Primary outcome was preterm birth overall and by gestational category of extremely preterm (< 29 weeks gestation), moderately preterm (29-33 weeks gestation) and late preterm (34-36 weeks gestation) for each subgroup compared with U.S.-born white women.
For all U.S.-born women, Black women had the greatest overall preterm birth rate (12.1%) and white women had the lowest rate (7.2%). For all non-U.S.-born women, Native Hawaiian or other Pacific Islander women had the highest overall preterm birth rate (9.8%) and white women had the lowest rate (5.5%), according to the researchers.
All U.S.-born groups had a greater preterm birth rate compared with non-U.S.-born counterparts. Non-U.S.-born white women (adjusted RR = 0.85; 95% CI, 0.84-0.86) and non-U.S.-born Hispanic (aRR = 0.98; 95% CI, 0.97-0.98) women had significantly decreased overall preterm birth risks compared with U.S.-born white women, the researchers wrote.
Non-U.S.-born Native Hawaiian or other Pacific Islander women had significantly increased risks for overall (aRR = 1.07; 95% CI, 1.01-1.14), moderately (aRR = 1.1; 95% CI, 0.92-1.3) and late (aRR = 1.11; 95% CI, 1.02-1.22) preterm birth compared with U.S.-born counterparts.
Researchers observed increased risks for extremely preterm birth among all racially and ethnically minoritized groups compared with U.S.-born white women. Based on nativity, extremely preterm birth rates were similar for almost all groups; however, U.S.-born Black women had nearly 50% greater rates of extremely preterm birth compared with non-U.S.-born Black women (1.6% and 1.1%, respectively). For minoritized groups, extremely preterm birth risks varied from a mildly increased risk among non-U.S.-born Asian women (aRR = 1.17; 95% CI, 1.14-1.2) to a more substantially increased risk among U.S.-born Black women (aRR = 3.02; 95% CI, 2.99-3.06).
Non-U.S.-born Hispanic women were the only group with a similar moderately preterm birth risk as U.S.-born white women (aRR = 1.01; 95% CI, 1-1.02). Non-U.S.-born women had higher moderately (1.8% vs. 1.6%; P < .001) and late preterm (7.4% vs. 6.4%; P < .001) rates compared with U.S.-born women. Non-U.S.-born Hispanic (aRR = 0.95; 95% CI, 0.94-0.95), white (aRR = 0.85; 95% CI, 0.84-0.86) and Black (aRR = 0.95; 95% CI, 0.94-0.96) women had decreased risk for late preterm birth compared with U.S.-born white women.

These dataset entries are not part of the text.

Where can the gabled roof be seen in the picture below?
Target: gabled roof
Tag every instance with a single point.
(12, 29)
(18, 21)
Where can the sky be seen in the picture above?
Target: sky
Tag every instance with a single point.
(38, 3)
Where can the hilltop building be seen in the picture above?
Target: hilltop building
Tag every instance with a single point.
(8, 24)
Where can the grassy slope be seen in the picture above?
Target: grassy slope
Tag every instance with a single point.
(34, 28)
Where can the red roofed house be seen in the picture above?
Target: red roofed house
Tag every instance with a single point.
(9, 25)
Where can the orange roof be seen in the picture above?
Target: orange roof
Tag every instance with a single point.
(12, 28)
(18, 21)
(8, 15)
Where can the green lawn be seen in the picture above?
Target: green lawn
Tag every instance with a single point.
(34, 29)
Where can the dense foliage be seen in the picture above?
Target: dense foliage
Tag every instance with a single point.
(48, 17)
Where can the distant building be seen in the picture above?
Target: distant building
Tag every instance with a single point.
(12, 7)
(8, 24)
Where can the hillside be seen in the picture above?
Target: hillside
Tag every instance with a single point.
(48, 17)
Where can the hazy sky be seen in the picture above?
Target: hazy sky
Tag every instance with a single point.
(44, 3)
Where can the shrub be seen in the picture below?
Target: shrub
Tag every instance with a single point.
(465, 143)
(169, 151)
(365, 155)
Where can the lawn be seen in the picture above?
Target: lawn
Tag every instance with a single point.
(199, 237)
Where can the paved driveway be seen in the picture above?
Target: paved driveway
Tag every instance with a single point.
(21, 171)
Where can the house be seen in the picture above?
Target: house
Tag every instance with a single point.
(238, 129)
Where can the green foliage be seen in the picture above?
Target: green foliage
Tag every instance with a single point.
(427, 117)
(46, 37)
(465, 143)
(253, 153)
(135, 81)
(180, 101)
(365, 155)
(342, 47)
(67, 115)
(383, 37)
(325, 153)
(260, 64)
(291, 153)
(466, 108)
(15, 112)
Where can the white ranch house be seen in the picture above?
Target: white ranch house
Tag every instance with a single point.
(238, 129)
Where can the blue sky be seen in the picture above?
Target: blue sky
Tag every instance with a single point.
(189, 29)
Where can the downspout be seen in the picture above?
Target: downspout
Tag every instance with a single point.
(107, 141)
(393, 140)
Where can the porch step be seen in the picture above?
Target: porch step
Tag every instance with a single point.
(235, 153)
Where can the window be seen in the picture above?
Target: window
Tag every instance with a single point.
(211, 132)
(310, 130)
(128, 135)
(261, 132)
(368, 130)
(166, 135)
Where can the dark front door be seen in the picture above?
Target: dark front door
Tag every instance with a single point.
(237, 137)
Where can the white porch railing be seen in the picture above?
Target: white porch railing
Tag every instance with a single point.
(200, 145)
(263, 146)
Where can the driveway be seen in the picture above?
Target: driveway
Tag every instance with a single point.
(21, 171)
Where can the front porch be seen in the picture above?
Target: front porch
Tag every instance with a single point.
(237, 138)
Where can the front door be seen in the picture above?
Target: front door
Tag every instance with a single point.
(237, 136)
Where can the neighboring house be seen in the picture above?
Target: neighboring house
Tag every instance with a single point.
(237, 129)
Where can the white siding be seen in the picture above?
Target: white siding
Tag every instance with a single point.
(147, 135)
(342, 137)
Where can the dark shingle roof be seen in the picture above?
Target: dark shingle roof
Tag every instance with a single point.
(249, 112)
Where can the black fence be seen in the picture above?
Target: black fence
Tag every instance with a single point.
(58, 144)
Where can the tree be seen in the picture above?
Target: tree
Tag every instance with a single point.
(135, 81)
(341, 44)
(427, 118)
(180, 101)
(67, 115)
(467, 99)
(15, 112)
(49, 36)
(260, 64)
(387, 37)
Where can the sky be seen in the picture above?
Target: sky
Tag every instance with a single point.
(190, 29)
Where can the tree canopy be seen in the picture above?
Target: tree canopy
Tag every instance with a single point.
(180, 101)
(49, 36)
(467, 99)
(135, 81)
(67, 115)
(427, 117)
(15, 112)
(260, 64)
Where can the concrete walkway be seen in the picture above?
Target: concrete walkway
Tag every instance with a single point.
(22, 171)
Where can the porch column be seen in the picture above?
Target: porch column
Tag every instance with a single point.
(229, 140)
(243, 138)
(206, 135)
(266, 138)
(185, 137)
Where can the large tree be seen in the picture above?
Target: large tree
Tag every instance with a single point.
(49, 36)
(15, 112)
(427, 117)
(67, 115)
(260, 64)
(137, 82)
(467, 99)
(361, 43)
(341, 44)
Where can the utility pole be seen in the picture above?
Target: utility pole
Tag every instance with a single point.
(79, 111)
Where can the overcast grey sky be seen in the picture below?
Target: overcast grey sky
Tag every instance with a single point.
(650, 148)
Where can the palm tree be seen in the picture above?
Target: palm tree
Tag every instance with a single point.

“Future studies could explore how nativity, ethnicity and race studied together may represent a way to measure the implications of intersectional structural discrimination associated with racism, colorism and xenophobia for birth outcomes,” the researchers wrote. “In addition, detailed epidemiologic data such as the data presented here could aid preterm birth prevention efforts by informing the design of targeted interventions and policies to improve perinatal outcomes in specific populations.”